With all these changes (and a few INLINE pragmas), the example above compiles to this:

sumSquaresS :: forall a. SF a Int
sumSquaresS
  = \ (@a_a1YZ) -> Feedback sumSquaresS2_r2aV sumSquaresS1_r2aU

sumSquaresS1_r2aU
  :: forall {a}. (a :*! (Int :!*! Int)) -> Int :*! (Int :!*! Int)
sumSquaresS1_r2aU
  = \ (@a_a1YZ) (x_i24z :: a_a1YZ :*! (Int :!*! Int)) ->
      case x_i24z of { :*! a1_i24r s1_i24s ->
      case s1_i24s of { :!*! s2_s2aK t_s2aL ->
      case t_s2aL of { I# ipv_s2aO ->
      case s2_s2aK of { I# ipv1_s2aR ->
      let {
        dt2_s29u :: Int#
        [LclId]
        dt2_s29u = +# 1# ipv_s2aO } in
      let {
        dt3_s29h :: Int#
        [LclId]
        dt3_s29h = +# (*# dt2_s29u dt2_s29u) ipv1_s2aR } in
      :*! (I# dt3_s29h) (:!*! (I# dt3_s29h) (I# dt2_s29u))
      }
      }
      }
      }

sumSquaresS2_r2aV :: Int :!*! Int
sumSquaresS2_r2aV = :!*! sumS2_r2aS sumS2_r2aS

sumS2_r2aS :: Int
sumS2_r2aS = I# 0#

This unpacks the state in a series of case expressions, does arithmetic with unboxed integers, and then packs the state back up.
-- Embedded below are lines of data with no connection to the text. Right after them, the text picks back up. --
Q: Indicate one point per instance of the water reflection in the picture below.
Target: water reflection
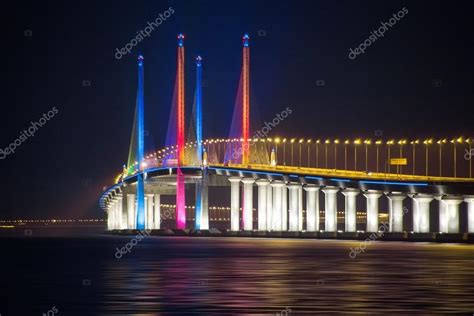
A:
(250, 276)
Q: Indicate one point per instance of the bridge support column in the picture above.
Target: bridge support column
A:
(470, 213)
(157, 212)
(300, 208)
(110, 217)
(294, 206)
(284, 208)
(330, 208)
(372, 210)
(262, 204)
(247, 210)
(202, 202)
(234, 203)
(421, 213)
(119, 212)
(451, 204)
(312, 207)
(113, 213)
(278, 187)
(395, 207)
(149, 211)
(443, 223)
(350, 209)
(131, 211)
(269, 208)
(205, 202)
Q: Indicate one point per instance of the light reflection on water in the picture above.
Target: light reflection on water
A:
(233, 276)
(267, 275)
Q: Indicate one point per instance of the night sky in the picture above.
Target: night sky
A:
(416, 81)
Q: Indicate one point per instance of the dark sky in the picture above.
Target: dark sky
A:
(415, 81)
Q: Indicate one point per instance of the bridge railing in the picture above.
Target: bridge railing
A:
(428, 158)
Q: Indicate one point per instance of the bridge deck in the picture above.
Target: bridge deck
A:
(337, 173)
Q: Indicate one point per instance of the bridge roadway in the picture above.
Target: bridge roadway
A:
(280, 190)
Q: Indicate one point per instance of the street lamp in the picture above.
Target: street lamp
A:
(326, 151)
(401, 142)
(440, 143)
(455, 142)
(389, 143)
(367, 142)
(292, 142)
(346, 142)
(427, 142)
(356, 142)
(309, 147)
(317, 153)
(469, 141)
(414, 143)
(300, 142)
(377, 144)
(277, 141)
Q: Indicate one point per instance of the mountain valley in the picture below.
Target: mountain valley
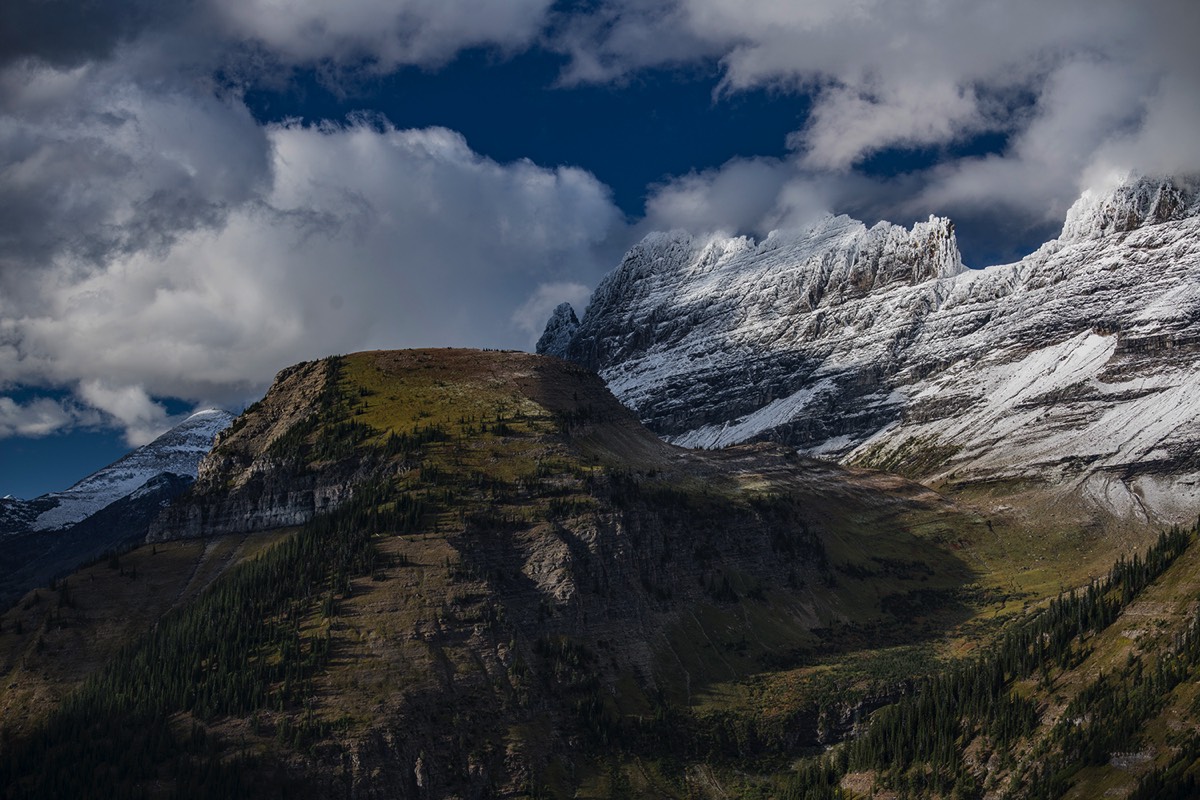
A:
(463, 573)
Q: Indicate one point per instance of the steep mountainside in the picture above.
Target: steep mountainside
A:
(108, 510)
(175, 452)
(1074, 368)
(505, 587)
(510, 575)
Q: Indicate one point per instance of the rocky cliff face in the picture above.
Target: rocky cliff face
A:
(1073, 367)
(108, 510)
(175, 452)
(255, 479)
(557, 563)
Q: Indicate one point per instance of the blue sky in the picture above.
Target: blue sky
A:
(197, 194)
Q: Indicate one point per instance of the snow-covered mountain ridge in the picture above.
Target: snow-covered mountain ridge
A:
(1078, 366)
(175, 452)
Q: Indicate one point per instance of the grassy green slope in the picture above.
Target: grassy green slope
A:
(526, 594)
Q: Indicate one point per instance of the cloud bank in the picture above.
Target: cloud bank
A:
(1079, 89)
(157, 241)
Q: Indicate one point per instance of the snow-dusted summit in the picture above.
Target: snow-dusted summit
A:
(175, 452)
(1077, 367)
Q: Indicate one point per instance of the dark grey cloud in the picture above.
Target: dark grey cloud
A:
(70, 32)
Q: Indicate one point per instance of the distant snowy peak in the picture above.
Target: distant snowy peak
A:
(671, 286)
(1077, 366)
(177, 452)
(1131, 205)
(559, 330)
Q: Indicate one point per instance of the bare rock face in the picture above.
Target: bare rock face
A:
(559, 330)
(250, 481)
(1075, 367)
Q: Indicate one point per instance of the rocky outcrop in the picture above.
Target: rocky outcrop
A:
(559, 330)
(1072, 367)
(177, 452)
(255, 479)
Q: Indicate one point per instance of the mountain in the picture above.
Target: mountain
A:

This is about as good as we can expect the core to get, short of unboxing the state entirely.

Here’s a microbenchmark where we step the above MSF 1,000,000 times, comparing the two approaches:

benchmarking step encoding
time                 767.4 ms   (679.6 ms .. 876.4 ms)
                     0.998 R²   (0.992 R² .. 1.000 R²)
mean                 856.6 ms   (816.4 ms .. 922.6 ms)
std dev              63.62 ms   (9.070 ms .. 83.67 ms)
variance introduced by outliers: 21% (moderately inflated)

benchmarking feedback/liftK encoding
time                 3.973 ms   (3.967 ms .. 3.981 ms)
                     1.000 R²   (1.000 R² .. 1.000 R²)
mean                 3.990 ms   (3.984 ms .. 4.000 ms)
std dev              24.95 μs   (18.74 μs .. 34.96 μs)

On the one hand, this is a silly microbenchmark. On the other hand, holy crap it got 200 times faster!

Going further

In a future post, I’ll look at the case m = Either e in more detail. In this case, MSFs are a monad in the exception type e, which is extremely useful for sequencing computations together. However, with our definition above, (>>=) still needs to be implemented recursively. As it turns out, we’ll be saved by a free monad.